Relationship to Other Laws
This law may not be construed to preempt any federal law or regulation governing employees subject to such law or regulation. It also does not “preempt, limit, or otherwise affect” any other law that provides for sick and safe leave benefits that are more generous than are required under this law, and any workers compensation benefits.
Am employer may not take an adverse action or discriminate against an employee because the employee exercises in good faith the rights under this law; interfere with, restrain, or deny the exercise by an employee of any right under this law; or apply an absence control policy that includes ESSL as an absence that may lead to or result in an adverse action being taken against an employee. “Adverse action” includes discharge, demotion, threat of discharge or demotion, and any other retaliatory action that results in a change to the terms or conditions of employment that would dissuade a reasonable employee from exercising a right under this law.
In addition to an employer, a “person” may not interfere with the exercise of or the attempt to exercise any right under this law.
The protections of the law apply to any person who mistakenly, but it in good faith, alleges a violation of the law.
Employers must maintain records of accrual and use of earned sick time for at least three years. If an employer fails to keep accurate records or refuses to allow the Commissioner to inspect such records, there shall be a rebuttable presumption that the employer violated this law.
An employee may file a written complaint with the Commissioner. If the Commissioner determines that an employer violated the law, the Commissioner shall issue an order directing the payment of “make whole relief” and an additional amount of up to three times the value of the employee’s hourly wage for each violation, and may assess a civil penalty of up to $1,000 per employee for whom the employer is not in compliance. If an employer does not comply with the Commissioner’s order, the Attorney General, the Commissioner or the employee may bring an action to enforce the order. If an employee brings the action, the court may award three times the value of the employee’s unpaid ESSL, punitive damages, reasonable attorneys’ fees, and other costs.
To the extent practicable, the Commissioner shall keep confidential the identity of an employee who has filed a written complaint unless the employee waives confidentiality.
Step 4: Unique Provisions
An employer may require verification that ESSL leave was used appropriately if the leave was used for more than two consecutive shifts. PSL laws typically require an absence of at least three consecutive days before an employer can require documentation.

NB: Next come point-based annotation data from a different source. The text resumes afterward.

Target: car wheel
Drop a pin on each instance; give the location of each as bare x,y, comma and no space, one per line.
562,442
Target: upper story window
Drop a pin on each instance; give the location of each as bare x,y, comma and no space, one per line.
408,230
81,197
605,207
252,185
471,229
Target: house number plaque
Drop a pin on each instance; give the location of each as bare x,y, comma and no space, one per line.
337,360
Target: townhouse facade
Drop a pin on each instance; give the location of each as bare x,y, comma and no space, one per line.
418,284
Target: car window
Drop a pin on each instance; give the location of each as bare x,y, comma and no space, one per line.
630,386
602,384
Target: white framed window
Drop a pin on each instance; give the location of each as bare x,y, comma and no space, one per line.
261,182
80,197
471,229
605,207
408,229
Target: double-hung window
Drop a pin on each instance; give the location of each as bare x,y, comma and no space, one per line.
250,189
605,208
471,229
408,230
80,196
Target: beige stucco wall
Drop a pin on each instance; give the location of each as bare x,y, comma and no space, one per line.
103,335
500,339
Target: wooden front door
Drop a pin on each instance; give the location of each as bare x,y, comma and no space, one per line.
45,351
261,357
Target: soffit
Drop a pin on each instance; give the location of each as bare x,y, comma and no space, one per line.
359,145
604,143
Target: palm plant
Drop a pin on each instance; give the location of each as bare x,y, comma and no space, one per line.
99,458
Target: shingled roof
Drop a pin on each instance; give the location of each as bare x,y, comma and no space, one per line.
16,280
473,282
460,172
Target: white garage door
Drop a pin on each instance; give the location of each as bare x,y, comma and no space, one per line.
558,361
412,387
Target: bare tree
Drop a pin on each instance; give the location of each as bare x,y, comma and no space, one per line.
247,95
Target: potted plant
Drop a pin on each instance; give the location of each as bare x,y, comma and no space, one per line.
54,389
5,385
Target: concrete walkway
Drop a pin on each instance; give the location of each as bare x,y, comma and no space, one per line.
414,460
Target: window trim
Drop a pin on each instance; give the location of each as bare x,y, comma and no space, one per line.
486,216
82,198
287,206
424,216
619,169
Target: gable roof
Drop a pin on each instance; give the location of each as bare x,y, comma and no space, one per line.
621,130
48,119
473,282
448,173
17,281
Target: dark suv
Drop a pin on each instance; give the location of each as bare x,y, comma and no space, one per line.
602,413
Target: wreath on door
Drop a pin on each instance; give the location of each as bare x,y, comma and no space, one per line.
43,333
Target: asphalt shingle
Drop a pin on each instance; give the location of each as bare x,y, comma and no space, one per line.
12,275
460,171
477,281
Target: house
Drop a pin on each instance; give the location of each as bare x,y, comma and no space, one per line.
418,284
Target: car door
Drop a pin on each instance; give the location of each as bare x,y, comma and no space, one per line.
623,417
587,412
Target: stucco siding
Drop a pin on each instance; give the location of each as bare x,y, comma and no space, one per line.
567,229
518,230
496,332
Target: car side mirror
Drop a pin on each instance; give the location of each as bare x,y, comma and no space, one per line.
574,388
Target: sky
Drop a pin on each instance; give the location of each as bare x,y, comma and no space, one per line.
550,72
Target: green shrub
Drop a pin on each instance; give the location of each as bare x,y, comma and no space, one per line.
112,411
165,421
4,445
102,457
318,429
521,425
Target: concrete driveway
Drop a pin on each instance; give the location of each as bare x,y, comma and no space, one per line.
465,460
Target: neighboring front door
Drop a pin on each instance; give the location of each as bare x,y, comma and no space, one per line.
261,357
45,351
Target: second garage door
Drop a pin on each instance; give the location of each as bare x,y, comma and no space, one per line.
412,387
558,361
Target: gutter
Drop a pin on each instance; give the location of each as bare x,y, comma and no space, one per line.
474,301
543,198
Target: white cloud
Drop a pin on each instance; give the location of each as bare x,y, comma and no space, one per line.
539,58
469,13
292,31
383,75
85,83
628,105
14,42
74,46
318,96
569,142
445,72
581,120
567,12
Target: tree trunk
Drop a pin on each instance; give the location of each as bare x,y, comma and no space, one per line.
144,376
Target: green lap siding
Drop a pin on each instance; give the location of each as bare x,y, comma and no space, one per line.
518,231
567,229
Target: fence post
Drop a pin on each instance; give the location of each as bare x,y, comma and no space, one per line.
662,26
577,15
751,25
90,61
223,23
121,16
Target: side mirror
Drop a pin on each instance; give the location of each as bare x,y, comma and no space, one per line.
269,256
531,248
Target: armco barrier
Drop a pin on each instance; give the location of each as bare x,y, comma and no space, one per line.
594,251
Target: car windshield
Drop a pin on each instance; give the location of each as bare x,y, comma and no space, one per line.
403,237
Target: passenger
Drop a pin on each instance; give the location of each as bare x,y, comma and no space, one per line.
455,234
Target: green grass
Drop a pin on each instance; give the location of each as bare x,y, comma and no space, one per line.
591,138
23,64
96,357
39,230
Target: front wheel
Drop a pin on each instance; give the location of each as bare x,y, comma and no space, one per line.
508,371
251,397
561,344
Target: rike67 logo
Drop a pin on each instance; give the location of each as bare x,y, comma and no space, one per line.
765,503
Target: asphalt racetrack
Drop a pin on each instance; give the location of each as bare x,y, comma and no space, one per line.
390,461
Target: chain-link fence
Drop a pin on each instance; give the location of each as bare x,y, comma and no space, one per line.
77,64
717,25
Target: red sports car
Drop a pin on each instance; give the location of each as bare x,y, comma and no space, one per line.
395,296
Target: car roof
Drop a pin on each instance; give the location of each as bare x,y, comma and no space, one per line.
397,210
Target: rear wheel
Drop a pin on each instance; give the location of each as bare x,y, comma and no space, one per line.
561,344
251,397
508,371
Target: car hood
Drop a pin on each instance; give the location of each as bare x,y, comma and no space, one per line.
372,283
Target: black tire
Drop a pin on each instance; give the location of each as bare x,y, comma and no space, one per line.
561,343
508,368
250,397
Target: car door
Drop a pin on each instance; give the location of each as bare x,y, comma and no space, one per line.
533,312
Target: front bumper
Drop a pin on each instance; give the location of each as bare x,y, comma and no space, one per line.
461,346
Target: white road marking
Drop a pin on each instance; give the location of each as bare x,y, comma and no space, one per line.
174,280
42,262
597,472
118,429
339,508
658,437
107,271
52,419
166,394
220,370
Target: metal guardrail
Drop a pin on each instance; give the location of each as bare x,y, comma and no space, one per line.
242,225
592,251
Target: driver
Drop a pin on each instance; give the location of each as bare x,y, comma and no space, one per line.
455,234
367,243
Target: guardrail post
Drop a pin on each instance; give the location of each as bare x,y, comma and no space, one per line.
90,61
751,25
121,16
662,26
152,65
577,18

A qualified preemption provision. Local jurisdictions may not enact a law regulating sick and safe leave, but the Montgomery County’s Earned Sick and Safe Leave Law is grandfathered in.
An employee who acts in bad faith when filing a complaint with the Commissioner about a purported HWFA violation, testifying in an HWFA action, or bringing an action in court is guilty of a misdemeanor and subject to a fine of $1,000.
The definition of “employer” is a bit odd. Nearly all other PSL laws define employer broadly to specifically encompass every type of organization that employs employees. The definition in the HWFA does not do that (see above).